北町奉行所定町廻り同心・伊原伊十郎は、 縁談相手・百合からの破談申し入れは撤回され、百合の父親・柳本為右衛門と会える日が近いと喜んでいた。
 父親は伊十郎だと言う幼子を抱いた若い女が現れ、行くところがない母子を預ることになった。全く覚えがないが、身から出た錆と廻りのものは信用せず、責任を取れと煽られる。百合の父親と会う話しも無くなる。

 炭薪問屋小牧屋の薪の下敷きになり亡くなった者がいた。伊十郎は、簡単に崩れるような積み方ではないことを調べていた。遺体の傷が気になった。遺体の身元が判らない。髪結いで、男が喧嘩していて下敷きになったと言った男が殺された。小牧屋の主人の咎めがどうなるか、大いに違いが出るので、伊十郎は調べる。殺された男は、遺体を運ばれていた。どこからかを調べていくと旗本に行き当たる。

 伊十郎の元に、百合の女中だという女が、幼子の母子に付いて尋ねてきた。伊十郎は自分の子でないと言う。
 音曲の師匠・ふじに話すと、百合様は自分で訊ねて来る人ではないかと言われる。跳んで帰った自宅は、襲われていた。ひと足早く、母子は逃げていた。母子が乗った駕籠を探し、赤子の泣き声を探し、旗本と関係のある商家を探す。
 赤子は側室の子だった。半年前、側室の子と本妻の子とで跡取り争いが起こった旗本で、側室の子が産まれたため、隠居が、後に争いが起きないよう側室の子を殺そうとした。守ろうとする家臣と、隠居の意をふくんだ家臣が争っていた。
 商家を見張っている伊十郎の前に、母子が現れ、殺そうとする家臣が現れる。母子を助けた伊十郎は、家臣に、赤子が殿様から貰ったお守りを渡し、子どもは殺したと伝えるように言う。母子は、二人を守ってくれた男と夫婦になって暮すと去った。

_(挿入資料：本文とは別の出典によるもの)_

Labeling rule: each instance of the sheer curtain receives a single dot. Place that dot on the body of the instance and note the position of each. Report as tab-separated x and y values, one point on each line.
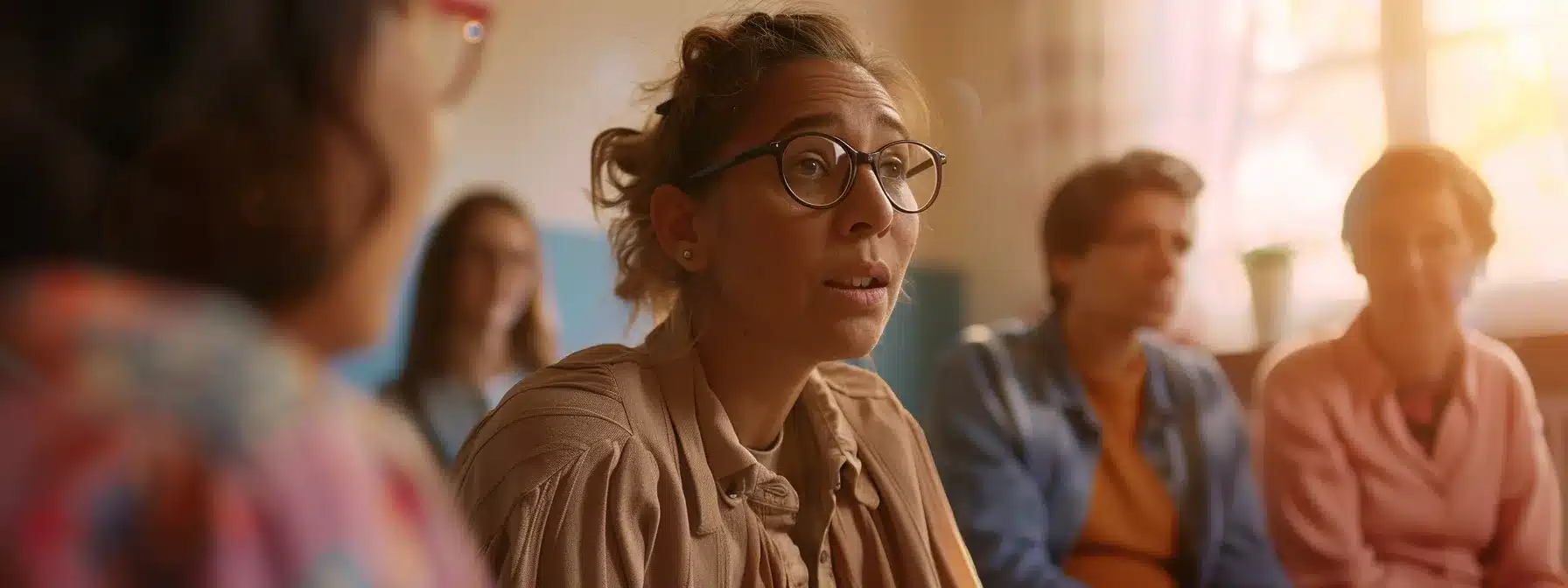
1281	104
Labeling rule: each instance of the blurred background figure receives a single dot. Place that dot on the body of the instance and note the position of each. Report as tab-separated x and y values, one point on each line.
1087	449
480	322
1368	437
207	200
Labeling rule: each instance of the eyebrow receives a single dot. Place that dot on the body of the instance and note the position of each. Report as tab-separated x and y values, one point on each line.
829	120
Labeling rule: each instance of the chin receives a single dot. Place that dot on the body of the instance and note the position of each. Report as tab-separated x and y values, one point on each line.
1158	318
851	338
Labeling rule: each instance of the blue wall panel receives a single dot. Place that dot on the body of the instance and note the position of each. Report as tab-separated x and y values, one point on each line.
582	276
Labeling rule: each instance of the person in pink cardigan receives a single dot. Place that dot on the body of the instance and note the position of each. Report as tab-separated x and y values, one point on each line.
1409	451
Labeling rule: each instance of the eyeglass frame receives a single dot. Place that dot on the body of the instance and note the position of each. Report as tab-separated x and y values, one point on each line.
857	160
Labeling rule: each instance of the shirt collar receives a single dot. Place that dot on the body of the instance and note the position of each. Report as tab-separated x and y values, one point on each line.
1368	372
716	457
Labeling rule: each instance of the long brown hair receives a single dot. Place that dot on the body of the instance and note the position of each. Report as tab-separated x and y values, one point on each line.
430	336
184	143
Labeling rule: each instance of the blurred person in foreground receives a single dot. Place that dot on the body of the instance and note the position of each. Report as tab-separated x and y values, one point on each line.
1087	449
772	209
480	318
1409	452
207	200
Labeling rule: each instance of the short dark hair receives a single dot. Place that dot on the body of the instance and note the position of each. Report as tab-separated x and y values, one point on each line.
1081	206
184	138
1418	168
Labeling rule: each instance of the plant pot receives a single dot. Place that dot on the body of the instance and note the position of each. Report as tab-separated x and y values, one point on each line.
1270	278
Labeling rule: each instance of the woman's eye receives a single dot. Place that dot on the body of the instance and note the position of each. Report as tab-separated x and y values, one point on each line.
891	168
811	166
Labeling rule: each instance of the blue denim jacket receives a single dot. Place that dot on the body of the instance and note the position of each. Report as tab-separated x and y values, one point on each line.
1017	445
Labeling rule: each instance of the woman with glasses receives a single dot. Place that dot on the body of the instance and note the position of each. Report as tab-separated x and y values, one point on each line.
206	201
767	215
1409	452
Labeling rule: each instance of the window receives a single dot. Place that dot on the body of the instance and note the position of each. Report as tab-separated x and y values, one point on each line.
1488	80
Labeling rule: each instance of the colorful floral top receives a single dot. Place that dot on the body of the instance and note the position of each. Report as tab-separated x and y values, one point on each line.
164	438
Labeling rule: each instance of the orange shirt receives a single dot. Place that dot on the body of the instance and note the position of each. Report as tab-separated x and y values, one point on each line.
1130	534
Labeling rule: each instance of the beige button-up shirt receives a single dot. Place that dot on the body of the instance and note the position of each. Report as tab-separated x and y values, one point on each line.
618	467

 江戸を騒がす「ほたる火」の浮世絵がでた。ふじに似ていた。伊十郎もふじを疑うが、ふじといる時にほたる火が現れたことで、違うと思っていた。浮世絵の絵師もほたる火を見たが、はっきり見たわけではなく、後に見たふじを描いたものだと判った。
 絵師は、百合を見て、ほたる火と言った。
 百合の身のこなしが軽いものであることを、伊十郎は知っている。
 百合の父親と会う話しも復活する。